In this study, we evaluated the prevalence of acrA and acrB genes of efflux pumps in UPEC isolates from patients who were admitted to the Milad hospital in Tehran. The results showed that the frequency of acrA and acrB genes was 95.5% and 82.9%, respectively. Both genes had the highest frequency (100%) among nitrofurantoin- and amikacin-resistant isolates, but because of the low numbers of these isolates in this study, no significant relationship could be concluded. The lowest prevalence of acrAB genes was in gentamicin-resistant bacteria. In 2013, Pakzad showed that all ciprofloxacin-resistant Klebsiella isolates harbored the acrA gene (24).
Previous studies demonstrated that efflux pumps are able to change the bacterial membrane’s permeability for efflux antibiotics out of the cell, leading to decreased intracellular concentrations of antibiotics and resistance to antibiotics. Therefore, either subsequent studies on the increase in the MIC of antibiotics after the expression of acrAB genes for different classes of antibiotics should be conducted or the phenotypic activity of efflux pumps should be determined.
According to this study, quinolones are currently a valid option as an experimental therapeutic approach in the treatment of UTLs, but carefully selecting and using these antibiotics is recommended to prevent resistance. Ampicillin is a special agent for treating UTIs caused by of UPEC isolates that cannot be effective in Tehran region. However, nitrofurantoin is still effective for the selective treatment of UTIs caused by UPEC isolates. Additionally, the prevalence of MDR strains among UPEC isolates in this study was very high.
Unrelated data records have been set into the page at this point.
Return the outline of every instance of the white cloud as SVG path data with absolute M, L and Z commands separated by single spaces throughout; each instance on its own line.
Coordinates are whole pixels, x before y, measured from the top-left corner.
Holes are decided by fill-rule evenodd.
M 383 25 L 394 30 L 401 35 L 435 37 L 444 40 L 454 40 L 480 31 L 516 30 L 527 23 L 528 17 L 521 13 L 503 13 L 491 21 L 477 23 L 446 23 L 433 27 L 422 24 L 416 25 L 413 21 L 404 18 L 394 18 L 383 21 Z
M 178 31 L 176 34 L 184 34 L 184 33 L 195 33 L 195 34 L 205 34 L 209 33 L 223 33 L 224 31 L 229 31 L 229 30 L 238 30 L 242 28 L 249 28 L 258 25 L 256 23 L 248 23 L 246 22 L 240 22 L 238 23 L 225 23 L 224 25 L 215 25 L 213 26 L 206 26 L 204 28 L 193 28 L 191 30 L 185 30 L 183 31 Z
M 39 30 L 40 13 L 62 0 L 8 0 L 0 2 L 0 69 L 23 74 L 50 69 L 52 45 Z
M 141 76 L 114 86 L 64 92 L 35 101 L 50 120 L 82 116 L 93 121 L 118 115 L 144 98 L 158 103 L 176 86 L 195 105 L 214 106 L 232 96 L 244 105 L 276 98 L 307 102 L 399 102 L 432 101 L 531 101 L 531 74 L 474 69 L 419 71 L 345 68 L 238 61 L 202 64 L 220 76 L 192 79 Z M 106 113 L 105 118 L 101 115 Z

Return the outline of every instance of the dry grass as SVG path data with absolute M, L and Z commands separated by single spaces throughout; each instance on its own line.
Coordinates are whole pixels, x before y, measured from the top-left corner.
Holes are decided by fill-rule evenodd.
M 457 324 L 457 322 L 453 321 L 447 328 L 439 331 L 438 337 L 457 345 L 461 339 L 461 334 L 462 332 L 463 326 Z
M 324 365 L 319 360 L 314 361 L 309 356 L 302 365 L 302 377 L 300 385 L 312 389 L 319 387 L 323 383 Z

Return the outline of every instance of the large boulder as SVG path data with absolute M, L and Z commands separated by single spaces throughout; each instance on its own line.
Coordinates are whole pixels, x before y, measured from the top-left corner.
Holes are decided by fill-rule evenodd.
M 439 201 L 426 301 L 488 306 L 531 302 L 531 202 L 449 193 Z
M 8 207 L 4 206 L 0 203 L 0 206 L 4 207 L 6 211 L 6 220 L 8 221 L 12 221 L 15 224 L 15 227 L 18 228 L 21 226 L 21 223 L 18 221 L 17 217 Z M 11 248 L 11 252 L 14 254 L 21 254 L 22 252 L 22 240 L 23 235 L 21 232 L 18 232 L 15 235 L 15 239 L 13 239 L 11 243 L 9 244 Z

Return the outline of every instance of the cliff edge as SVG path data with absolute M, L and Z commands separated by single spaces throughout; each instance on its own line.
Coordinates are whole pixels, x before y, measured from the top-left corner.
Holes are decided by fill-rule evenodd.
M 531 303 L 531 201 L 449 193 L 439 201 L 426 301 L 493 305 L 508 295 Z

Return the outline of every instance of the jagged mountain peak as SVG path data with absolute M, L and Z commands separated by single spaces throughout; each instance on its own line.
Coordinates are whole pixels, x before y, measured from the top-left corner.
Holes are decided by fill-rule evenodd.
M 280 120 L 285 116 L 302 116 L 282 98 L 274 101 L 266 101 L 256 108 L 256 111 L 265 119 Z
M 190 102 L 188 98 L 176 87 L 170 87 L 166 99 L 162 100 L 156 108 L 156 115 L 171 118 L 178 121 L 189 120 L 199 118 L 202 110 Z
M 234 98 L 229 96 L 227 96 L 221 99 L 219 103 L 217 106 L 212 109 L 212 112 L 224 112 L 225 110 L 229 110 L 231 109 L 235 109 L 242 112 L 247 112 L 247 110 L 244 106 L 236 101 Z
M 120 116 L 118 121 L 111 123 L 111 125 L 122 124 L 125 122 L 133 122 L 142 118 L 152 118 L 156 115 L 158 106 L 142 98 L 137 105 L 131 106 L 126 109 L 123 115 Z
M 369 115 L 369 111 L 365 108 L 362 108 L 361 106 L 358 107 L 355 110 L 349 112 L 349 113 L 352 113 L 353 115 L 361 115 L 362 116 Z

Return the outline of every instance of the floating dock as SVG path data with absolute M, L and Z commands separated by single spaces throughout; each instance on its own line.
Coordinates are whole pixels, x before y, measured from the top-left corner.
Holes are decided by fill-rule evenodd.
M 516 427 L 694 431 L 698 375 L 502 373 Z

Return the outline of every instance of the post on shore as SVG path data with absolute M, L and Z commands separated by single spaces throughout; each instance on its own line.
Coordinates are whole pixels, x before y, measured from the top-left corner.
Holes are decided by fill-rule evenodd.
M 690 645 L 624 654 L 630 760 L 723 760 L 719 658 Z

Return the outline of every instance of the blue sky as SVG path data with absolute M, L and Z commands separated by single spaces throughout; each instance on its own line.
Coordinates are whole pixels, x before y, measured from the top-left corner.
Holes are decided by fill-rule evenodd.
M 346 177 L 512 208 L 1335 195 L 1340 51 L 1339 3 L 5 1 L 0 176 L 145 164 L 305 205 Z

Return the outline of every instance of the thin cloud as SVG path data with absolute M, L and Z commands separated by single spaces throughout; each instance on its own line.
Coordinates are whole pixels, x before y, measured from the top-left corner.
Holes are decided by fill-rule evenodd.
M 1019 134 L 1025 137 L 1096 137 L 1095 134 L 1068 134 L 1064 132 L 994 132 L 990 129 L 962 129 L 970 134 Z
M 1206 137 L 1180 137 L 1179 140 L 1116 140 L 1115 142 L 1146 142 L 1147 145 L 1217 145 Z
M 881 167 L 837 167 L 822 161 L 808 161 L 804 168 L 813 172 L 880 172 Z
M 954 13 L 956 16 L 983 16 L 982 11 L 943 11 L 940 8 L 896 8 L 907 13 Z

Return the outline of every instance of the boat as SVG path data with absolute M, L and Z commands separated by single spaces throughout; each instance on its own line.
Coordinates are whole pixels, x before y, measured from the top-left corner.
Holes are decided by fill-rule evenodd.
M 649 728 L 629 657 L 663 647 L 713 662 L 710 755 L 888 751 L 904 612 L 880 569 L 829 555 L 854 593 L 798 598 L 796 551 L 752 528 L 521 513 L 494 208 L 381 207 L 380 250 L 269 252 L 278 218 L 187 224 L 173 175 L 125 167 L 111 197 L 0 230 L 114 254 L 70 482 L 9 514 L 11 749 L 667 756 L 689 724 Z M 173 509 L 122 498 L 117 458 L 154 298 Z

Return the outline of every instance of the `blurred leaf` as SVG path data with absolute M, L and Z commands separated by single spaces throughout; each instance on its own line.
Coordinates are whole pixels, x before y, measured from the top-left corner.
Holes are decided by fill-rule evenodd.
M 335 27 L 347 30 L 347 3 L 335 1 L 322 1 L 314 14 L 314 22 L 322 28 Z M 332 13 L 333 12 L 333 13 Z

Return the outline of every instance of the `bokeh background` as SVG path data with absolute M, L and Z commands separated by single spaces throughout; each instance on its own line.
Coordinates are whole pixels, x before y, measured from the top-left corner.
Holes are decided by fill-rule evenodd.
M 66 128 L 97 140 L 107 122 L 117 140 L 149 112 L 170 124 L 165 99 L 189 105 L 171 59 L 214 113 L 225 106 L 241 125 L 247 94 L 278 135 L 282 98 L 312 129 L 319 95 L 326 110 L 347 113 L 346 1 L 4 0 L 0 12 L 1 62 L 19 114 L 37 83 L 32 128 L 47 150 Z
UTI is the most common infectious disease. As bacterial resistance to the common antimicrobial agents has increased considerably among UPEC isolates, empirical antibiotic treatment should be reviewed periodically at a regional level. Based on findings of this study we should be looking for ways to control the treatment of UTI that do not lead to antibiotic resistance and prevention of MDR strains occurrence. In addition, for better study of efflux pumps, a comprehensive and detailed study regarding the presence and phenotypic and genotypic expression of efflux pumps is required.
We appreciated Mr. Omid Hosseini, a microbiology expert at the comprehensive laboratory of Shahid Beheshti University in Tehran.